Additionally, each algorithm template might contain additional arguments such a
`survival_rate` or `similarity`. Make sure you read and understand each of the 
arguments and steps.

```py
from gevopy.tools import crossover, mutation, selection
from gevopy import algorithms

class MyAlgorithm(algorithms.Standard):
    selection1 = selection.Tournaments(tournsize=3)
    selection2 = selection.Uniform()
    crossover = crossover.Uniform(indpb=0.01)
    mutation = mutation.SinglePoint(mutpb=0.2)

```
> The modules `tools.crossover`, `tools.mutation` and `tools.selection` contain
templates and utilities to simplify your algorithm definition.

### Experiment
The experiment is the final expression of your evolutionary algorithm.
it provides the methods to evolve and store phenotypes.
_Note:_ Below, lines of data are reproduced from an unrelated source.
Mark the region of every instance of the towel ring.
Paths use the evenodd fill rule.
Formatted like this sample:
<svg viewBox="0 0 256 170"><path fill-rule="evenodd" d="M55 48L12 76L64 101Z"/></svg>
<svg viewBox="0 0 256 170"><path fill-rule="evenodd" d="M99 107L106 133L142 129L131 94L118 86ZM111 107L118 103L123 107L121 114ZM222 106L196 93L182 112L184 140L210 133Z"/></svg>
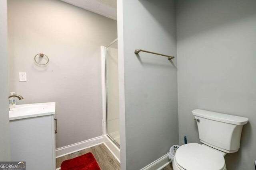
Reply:
<svg viewBox="0 0 256 170"><path fill-rule="evenodd" d="M46 56L46 57L47 58L47 62L46 62L46 63L45 63L45 64L40 64L40 63L38 63L37 62L37 61L36 61L36 57L38 55L39 55L39 56L40 57L44 57L44 56ZM49 58L48 58L48 57L47 57L47 55L46 55L45 54L43 54L42 53L40 53L39 54L37 54L35 56L35 57L34 58L34 59L35 60L35 61L36 62L36 63L37 64L38 64L39 65L46 65L49 62Z"/></svg>

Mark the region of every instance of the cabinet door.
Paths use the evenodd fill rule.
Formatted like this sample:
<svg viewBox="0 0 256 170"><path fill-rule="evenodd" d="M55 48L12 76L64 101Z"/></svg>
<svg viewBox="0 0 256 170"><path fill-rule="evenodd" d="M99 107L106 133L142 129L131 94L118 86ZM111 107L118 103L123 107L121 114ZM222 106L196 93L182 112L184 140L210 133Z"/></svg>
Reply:
<svg viewBox="0 0 256 170"><path fill-rule="evenodd" d="M26 161L28 170L54 169L53 118L49 115L10 121L12 161Z"/></svg>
Once an experiment
is instantiated, use the method `run` to force the evolution of the population
until a desired state.

The results of the experiment can be collected from the method output, calling
`best` method or adding a [Neo4j]() connection as `database` input when
instantiating the experiment to store all phenotypes during the execution.

```py
import gevopy as ea

experiment = ea.Experiment(
    fitness=MyFitness(cached=True, schedule="synchronous"),
    algorithm=MyAlgorithm(survival_rate=0.2),
)

with experiment.session() as session:
    session.add_phenotypes([MyGenotype() for _ in range(20)])
    session.run(max_generations=20, max_score=10)

```
>The method `run` forces the evolution of the experiment which is updated on
each cycle. After the method is completed, you can force again te evolution
process using higher inputs for `max_generations` or `max_score`.


## Development
Fork the repository, pick one of the issues at the [issues](https://github.com/BorjaEst/gevopy/issues)
and create a [Pull request](https://github.com/BorjaEst/gevopy/pulls).


## FAQ and Notes

### Why Graph Database?
Storing relationships at the record level makes sense in genotype 
relationships as it provides index-free adjacency.
Graph traversal operations such 'genealogy tree' or certain matches can
be performed with no index lookups leading to much better performance.